BusinessDay

What Niger Insurance, Standard Alliance licence withdrawal means for policyholders

On Tuesday, the National Insurance Commission (NAICOM) informed all insurance stakeholders and members of the public that it had cancelled the certificates of registration of Standard Alliance Insurance Plc and Niger Insurance Plc, effective June 21, 2022.

The cancellation of an insurance company’s licence by the regulator means that the company will cease to exist. In other words, the company will no longer receive business from the insuring public, as its name will be removed from the list of registered operators.

In this situation, the company is handed over to receiver managers and liquidators, whose responsibility will be to liquidate the assets, pay outstanding liabilities and finally close the company’s books after a certain period.

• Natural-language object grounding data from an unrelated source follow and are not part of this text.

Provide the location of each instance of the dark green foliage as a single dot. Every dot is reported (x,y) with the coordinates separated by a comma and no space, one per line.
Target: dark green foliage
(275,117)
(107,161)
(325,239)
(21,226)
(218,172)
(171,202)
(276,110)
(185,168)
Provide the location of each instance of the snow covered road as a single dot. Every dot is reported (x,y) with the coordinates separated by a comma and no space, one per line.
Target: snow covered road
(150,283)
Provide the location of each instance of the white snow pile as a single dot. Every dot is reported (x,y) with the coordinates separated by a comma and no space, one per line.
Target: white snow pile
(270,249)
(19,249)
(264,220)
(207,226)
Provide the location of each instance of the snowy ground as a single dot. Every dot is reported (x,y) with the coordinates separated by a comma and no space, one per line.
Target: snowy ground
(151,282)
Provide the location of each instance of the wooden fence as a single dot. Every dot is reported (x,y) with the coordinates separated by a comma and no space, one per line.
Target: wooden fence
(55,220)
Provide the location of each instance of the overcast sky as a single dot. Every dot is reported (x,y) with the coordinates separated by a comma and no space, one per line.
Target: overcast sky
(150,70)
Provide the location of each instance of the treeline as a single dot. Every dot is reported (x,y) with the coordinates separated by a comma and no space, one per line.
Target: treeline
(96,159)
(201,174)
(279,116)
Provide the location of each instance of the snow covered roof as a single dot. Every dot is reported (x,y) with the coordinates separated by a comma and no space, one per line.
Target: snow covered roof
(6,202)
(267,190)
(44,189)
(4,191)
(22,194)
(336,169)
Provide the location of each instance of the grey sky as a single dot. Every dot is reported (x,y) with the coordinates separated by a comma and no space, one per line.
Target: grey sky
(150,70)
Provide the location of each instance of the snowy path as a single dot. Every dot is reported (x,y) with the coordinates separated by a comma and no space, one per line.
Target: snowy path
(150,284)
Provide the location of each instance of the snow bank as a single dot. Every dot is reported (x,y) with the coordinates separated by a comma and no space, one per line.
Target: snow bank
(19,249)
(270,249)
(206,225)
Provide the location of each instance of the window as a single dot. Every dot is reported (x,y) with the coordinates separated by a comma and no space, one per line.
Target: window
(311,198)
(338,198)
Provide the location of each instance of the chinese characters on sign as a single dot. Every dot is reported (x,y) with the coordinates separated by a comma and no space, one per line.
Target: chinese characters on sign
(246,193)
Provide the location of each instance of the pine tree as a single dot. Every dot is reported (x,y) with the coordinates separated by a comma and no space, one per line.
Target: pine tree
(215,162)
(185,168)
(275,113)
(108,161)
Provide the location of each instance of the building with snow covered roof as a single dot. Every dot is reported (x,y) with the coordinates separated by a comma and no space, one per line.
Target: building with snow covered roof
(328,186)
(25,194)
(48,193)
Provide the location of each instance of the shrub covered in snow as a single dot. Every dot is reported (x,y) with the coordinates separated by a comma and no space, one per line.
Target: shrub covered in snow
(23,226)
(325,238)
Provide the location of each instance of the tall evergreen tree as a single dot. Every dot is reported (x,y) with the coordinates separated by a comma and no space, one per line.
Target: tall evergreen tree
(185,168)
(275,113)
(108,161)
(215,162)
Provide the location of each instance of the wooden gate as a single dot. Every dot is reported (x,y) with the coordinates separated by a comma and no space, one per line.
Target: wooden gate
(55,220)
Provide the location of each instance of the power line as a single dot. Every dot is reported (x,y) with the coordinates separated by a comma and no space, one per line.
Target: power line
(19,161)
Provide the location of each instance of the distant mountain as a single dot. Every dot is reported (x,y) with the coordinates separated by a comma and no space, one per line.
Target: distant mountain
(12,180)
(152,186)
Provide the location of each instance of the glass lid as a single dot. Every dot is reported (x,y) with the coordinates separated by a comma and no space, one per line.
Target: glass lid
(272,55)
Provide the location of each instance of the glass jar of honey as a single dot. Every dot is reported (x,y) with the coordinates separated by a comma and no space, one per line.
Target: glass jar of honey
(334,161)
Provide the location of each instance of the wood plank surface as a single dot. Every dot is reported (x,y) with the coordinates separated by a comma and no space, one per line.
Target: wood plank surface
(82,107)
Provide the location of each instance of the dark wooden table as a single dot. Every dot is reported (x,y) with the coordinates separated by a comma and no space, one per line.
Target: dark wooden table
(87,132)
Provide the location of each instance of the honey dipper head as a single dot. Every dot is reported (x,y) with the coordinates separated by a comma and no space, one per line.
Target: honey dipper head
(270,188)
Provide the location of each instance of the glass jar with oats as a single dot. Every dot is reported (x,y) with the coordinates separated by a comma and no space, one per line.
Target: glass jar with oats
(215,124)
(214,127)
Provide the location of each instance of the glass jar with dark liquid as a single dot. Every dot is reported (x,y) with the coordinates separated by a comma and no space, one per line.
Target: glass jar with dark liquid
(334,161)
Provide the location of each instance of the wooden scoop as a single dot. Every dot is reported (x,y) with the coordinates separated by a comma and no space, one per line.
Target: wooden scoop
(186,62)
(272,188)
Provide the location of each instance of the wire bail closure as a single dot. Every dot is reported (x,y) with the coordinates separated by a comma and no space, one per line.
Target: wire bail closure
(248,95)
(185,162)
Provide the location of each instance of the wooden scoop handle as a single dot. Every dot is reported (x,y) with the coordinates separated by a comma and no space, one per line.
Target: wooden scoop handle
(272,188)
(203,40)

This kind of development has a long-term implication for policyholders whose policies were yet to expire as at the date of cancellation of the licence of that company or insurer.

What will happen to a policyholder also depends on whether or not the policy is life cover or non-life cover, and whether the company is a life insurance company or a general business company.

If the company is into general business, a policyholder’s contract with the insurer expires or elapses at the end of the year of that contract. Therefore, in this case, liabilities will be on filed claims and matured risks during the year of the contract.

For a life business company, the case is different.

Read also: NAICOM to cancel operational licences of Standard Alliance, Niger Insurance

Here, liquidators, through sale of assets of the company, pay off policyholders whose risks have matured as at the date of cancellation. That is, they are paid their matured claims and benefits from available assets of the company.

But for life policies that are still running and yet to mature, they could be transferred to other healthy life insurance companies that will be willing to take them up, or it could be terminated and benefits worked out, depending on what the policyholder wants.

In the case of Niger Insurance Plc and Standard Alliance Plc, the regulator, NAICOM, said receiver managers and liquidators had been appointed.

NAICOM, in the notice of withdrawal, said it had appointed Sanya, Ogunkuade Esq of Plot 217, Upper Grace Plaza, third floor (left wing), Shetima Munguno Crescent, Behind Julius Berger Equipment Yard, Utako, Abuja as the receiver/liquidator for Niger Insurance; and, Kehinde Aina Esq of Aina Blankson LP, 5/7, Ademola Street, SW Ikoyi, Lagos as the receiver/liquidator for Standard Alliance Insurance.

Rasaaq Salami, head of corporate communications and market development of NAICOM, said on behalf of the commissioner for insurance that “all stakeholders are advised to forward their enquiries to the respective receiver/liquidator for each company for their necessary action.”
The commission assured all stakeholders of the safety and protection of their interests, he said.